Presiden AS Donald Trump saat berpidato di depan Majelis Umum PBB di New York pada 23 September 2025. Dalam pidato itu, Trump meremehkan badan dunia tersebut.
REPUBLIKA.CO.ID, SINGAPURA -- Dolar AS melemah pada Senin (23/2/2026) setelah pelaku pasar menilai keputusan Mahkamah Agung AS yang membatalkan sebagian besar tarif Presiden Donald Trump sebagai sentimen positif bagi pertumbuhan global. Namun, kebingungan kebijakan dan risiko konflik di Timur Tengah membuat pergerakan pasar relatif terbatas.
Euro naik 0,4% ke level 1,1823 dolar AS dan poundsterling menguat dengan persentase serupa ke 1,3521 dolar AS pada awal perdagangan Asia. Volume transaksi cenderung tipis karena libur di Jepang serta perayaan Tahun Baru Imlek di China. Dolar juga melemah 0,4% terhadap yen ke level 154,42.
Pada Jumat, Mahkamah Agung AS memutuskan bahwa tarif besar-besaran yang diberlakukan Trump melampaui kewenangannya. Trump merespons dengan mengecam pengadilan dan menerapkan tarif menyeluruh 15% atas impor, serta menegaskan bahwa kesepakatan dagang bertarif tinggi dengan mitra dagang tetap harus berlaku.
“Ini melemahkan dolar dalam arti berpotensi mendukung pertumbuhan di luar AS,” kata Sim Moh Siong, analis strategi mata uang di OCBC Bank, Singapura.

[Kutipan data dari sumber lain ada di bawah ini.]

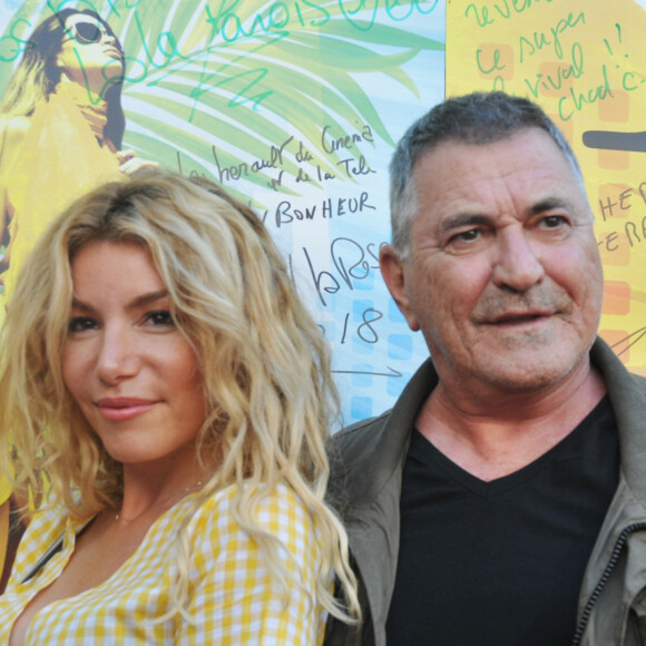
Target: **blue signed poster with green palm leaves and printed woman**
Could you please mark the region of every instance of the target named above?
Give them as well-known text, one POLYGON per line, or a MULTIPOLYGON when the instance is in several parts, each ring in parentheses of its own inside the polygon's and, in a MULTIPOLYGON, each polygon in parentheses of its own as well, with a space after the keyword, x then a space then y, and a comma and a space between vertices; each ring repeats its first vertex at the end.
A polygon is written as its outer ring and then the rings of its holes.
MULTIPOLYGON (((344 422, 389 408, 428 351, 379 273, 390 239, 388 164, 405 128, 443 98, 446 3, 4 0, 4 99, 40 46, 33 30, 66 9, 96 11, 99 32, 114 35, 99 63, 108 107, 56 78, 31 112, 4 105, 3 297, 63 203, 118 176, 125 160, 156 161, 222 183, 263 218, 332 344, 344 422), (120 144, 118 128, 110 134, 119 105, 120 144)), ((100 35, 69 18, 53 27, 82 89, 100 35)), ((56 76, 62 63, 52 60, 56 76)))

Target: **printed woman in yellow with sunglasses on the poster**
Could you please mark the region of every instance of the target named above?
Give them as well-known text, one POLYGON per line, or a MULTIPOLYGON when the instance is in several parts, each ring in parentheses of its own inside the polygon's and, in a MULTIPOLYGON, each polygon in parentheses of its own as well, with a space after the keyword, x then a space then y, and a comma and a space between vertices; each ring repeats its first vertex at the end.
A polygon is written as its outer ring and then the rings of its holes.
POLYGON ((123 78, 123 48, 94 11, 63 9, 29 38, 0 104, 0 281, 7 303, 26 255, 62 208, 149 165, 120 151, 123 78))

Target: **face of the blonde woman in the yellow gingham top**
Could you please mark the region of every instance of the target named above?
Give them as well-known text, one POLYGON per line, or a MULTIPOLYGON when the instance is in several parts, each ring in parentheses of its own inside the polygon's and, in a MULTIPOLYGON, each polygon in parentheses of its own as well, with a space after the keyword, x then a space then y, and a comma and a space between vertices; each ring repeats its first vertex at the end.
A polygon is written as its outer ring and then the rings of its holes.
POLYGON ((71 264, 65 383, 108 453, 124 464, 196 468, 204 383, 147 251, 94 242, 71 264))

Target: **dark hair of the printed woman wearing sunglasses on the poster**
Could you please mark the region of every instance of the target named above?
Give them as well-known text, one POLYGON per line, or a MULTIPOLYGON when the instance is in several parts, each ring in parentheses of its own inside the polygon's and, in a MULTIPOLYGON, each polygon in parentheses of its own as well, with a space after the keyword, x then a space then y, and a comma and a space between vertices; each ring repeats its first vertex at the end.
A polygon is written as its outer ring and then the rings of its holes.
MULTIPOLYGON (((46 18, 29 37, 22 59, 9 80, 0 102, 1 116, 9 119, 29 117, 38 102, 49 99, 60 82, 61 70, 57 67, 56 59, 66 37, 65 22, 76 13, 98 20, 115 38, 117 47, 123 51, 119 39, 98 13, 91 9, 61 9, 46 18)), ((121 148, 126 128, 126 118, 121 107, 121 87, 123 82, 110 84, 104 97, 108 104, 108 121, 104 133, 117 149, 121 148)))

Ia menambahkan, implikasi jangka panjang terhadap pasar valuta asing masih belum jelas. Namun ada risiko penurunan pendapatan AS yang berpotensi membebani posisi fiskal dan dolar, sementara pembatasan terhadap kewenangan Trump bisa menjadi sentimen positif karena mengurangi volatilitas kebijakan.
Dolar Selandia Baru dan dolar Australia sedikit menguat pada perdagangan pagi, dengan dolar Australia menembus 71 sen AS dan dolar Selandia Baru mendekati 60 sen AS. Sementara itu, franc Swiss yang dianggap aset lindung nilai naik 0,5% menjadi 0,7716 franc per dolar.

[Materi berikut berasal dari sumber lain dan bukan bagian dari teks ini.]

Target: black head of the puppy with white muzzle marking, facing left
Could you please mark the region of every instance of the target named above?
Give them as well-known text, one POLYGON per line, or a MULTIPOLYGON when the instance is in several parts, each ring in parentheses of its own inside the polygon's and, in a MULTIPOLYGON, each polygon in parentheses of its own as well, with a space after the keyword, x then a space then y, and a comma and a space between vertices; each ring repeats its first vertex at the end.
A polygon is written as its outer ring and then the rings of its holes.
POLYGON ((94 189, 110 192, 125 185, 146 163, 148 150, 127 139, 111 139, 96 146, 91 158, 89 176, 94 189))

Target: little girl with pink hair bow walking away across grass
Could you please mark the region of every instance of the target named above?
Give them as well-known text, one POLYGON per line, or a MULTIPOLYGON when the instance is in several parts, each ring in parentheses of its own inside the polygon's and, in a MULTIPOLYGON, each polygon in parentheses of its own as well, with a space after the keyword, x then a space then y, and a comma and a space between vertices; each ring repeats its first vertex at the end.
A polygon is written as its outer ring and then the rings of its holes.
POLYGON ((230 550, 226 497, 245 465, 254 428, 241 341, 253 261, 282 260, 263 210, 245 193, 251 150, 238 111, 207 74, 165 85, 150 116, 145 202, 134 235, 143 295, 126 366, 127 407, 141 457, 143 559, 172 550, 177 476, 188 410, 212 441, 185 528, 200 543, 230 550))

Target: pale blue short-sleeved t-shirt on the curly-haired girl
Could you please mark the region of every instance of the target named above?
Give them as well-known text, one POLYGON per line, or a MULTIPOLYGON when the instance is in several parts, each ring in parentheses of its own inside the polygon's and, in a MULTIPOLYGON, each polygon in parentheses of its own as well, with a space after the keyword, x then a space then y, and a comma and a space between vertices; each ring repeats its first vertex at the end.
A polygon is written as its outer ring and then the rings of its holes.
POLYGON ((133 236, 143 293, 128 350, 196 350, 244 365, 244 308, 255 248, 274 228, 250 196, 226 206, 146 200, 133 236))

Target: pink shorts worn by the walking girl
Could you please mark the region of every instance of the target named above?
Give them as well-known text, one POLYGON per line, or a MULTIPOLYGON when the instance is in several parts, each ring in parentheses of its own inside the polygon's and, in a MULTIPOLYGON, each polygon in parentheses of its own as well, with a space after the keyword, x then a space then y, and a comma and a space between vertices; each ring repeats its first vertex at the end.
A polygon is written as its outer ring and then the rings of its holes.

“Keputusan ini mengurangi sebagian kekuasaan Trump, dan itu positif bagi pasar,” kata Jason Wong, analis di BNZ Wellington. Namun, ia menilai terlalu banyak faktor yang bergerak bersamaan sehingga situasi sulit dimanfaatkan untuk transaksi jangka pendek.
Selain isu tarif, pasar juga mencermati peningkatan kehadiran militer AS di Timur Tengah saat Washington menekan Iran agar menghentikan upaya pengembangan senjata nuklir. Investor juga menantikan pidato kenegaraan Trump pada Selasa (24/2/2026).